Tout ce qu’ont obtenu Gibson et ses collègues, c’est que ces sites – dont les musées – ne soient pas bombardés. Les troupes américaines ont fait ce qu’il fallait pour « sécuriser » le ministère du Pétrole et protéger les puits, mais fermé les yeux sur les pillages. Le général Richard Myers, président du comité des chefs d’état-major, déclarait, le lendemain, dans une conférence de presse : « Au moment où le musée de Bagdad était mis à sac, il y avait dans la capitale des Américains blessés et en danger de mort. Notre priorité, évidemment, était d’en finir avec les opérations de combat. » Commentaire du brigadier-général Vincent Brooks, porte-parole du Commandement central : « Qui aurait pu imaginer que les richesses de l’Irak seraient pillées par des Irakiens ? » Pour le secrétaire à la Défense Donald Rumsfeld, de tels saccages sont « imparables, comme des échauffourées lors d’un match de football ».

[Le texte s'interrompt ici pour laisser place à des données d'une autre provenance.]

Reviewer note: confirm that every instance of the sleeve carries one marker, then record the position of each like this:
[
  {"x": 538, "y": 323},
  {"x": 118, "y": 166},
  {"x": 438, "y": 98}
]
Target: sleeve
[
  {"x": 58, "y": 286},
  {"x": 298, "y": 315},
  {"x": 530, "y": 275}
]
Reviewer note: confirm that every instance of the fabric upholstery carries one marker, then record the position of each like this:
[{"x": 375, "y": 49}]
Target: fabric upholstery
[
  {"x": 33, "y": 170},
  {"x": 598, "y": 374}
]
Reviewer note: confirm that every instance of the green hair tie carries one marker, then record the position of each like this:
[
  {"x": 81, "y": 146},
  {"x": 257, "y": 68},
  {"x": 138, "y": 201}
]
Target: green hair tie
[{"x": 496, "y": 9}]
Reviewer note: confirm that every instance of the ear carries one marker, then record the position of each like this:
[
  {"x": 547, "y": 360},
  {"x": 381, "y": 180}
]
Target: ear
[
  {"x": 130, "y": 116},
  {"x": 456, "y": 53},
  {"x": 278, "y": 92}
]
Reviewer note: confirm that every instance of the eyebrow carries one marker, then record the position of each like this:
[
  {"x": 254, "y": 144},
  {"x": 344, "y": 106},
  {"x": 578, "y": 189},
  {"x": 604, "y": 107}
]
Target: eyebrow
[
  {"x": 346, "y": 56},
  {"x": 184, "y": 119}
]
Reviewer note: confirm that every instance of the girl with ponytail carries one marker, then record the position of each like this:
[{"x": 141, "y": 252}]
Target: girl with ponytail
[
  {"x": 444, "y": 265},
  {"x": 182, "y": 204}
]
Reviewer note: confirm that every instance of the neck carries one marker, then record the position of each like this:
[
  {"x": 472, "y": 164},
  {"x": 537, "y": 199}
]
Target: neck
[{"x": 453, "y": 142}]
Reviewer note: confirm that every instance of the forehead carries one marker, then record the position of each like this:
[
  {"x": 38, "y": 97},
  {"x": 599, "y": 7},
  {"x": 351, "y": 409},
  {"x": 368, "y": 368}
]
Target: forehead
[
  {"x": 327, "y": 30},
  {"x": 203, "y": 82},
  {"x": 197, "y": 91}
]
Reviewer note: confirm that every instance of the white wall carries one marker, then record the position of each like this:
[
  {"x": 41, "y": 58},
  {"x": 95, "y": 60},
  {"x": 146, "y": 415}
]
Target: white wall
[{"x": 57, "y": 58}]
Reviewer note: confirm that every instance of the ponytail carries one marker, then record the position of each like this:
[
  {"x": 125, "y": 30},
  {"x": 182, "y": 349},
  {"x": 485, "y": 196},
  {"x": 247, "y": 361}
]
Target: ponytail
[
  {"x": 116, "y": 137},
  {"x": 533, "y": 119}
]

Pour sa part, Claire Buchan, porte-parole de la Maison Blanche, a déclaré dans un point de presse à Crawford, Texas, où le président George Bush passait le week-end pascal dans son ranch : « Le pillage et le saccage du musée de Bagdad constituent un événement malheureux, et nous avons offert des récompenses pour que les personnes qui ont pris ces objets les rapportent. Nous espérons que ce sera le cas. »
D’autres collaborateurs de la Maison Blanche craignent, eux, que ce ne soit pas le cas. Martin Sullivan, qui présidait depuis huit ans la Commission consultative présidentielle pour les biens culturels, a donné sa démission dès le 14 avril. « Cette tragédie, a-t-il expliqué, était prévisible, et on pouvait l’empêcher. » Il a été imité par un autre membre de la commission, Gary Vikan.
D’Alex Hunt, conservateur du Conseil pour l’archéologie britannique, pour qui « il n’y a pas eu de pillage de cette ampleur depuis la Seconde Guerre mondiale », aux trente experts de l’Unesco, dont sept Irakiens, l’opinion culturelle mondiale s’est mobilisée. Mais que faire ?
Il n’y a sans doute pas grand-chose à attendre des agents que le FBI a envoyés à Bagdad – sans en préciser le nombre. « Nous sommes déterminés à faire ce que nous pouvons pour mettre à l’abri ces trésors pour le peuple irakien », a déclaré, un peu tard, son directeur, Robert Mueller.
L’Unesco, quant à elle, prévoit un certain nombre de mesures qui pourraient ne pas seulement être symboliques.
D’abord, tenter d’établir un bilan de ce qui a été détruit ou volé. Elle compte envoyer une mission à Bagdad « dans les délais les plus brefs ». Comme ces délais seront soumis au bon vouloir des Américains, cela prendra forcément du temps.
Ensuite, comme l’a indiqué son directeur général Koïchiro Matsuura, créer un « fonds spécial pour le patrimoine irakien » et mettre en place des « mesures d’urgence », telles que la création d’une « police du patrimoine » chargée de veiller sur les institutions et sites culturels.
Enfin, « demander au secrétaire général des Nations unies de soumettre la question du trafic illicite au Conseil de sécurité afin qu’une résolution puisse être adoptée qui impose un embargo sur tout objet culturel en provenance de l’Irak ». Elle pourrait s’appliquer aux 191 États membres de l’ONU, et pas seulement aux 97 signataires de la Convention de 1970 sur le trafic des objets d’art. Ce n’est pas demain qu’on reverra le casque d’or du roi Meskalamdug.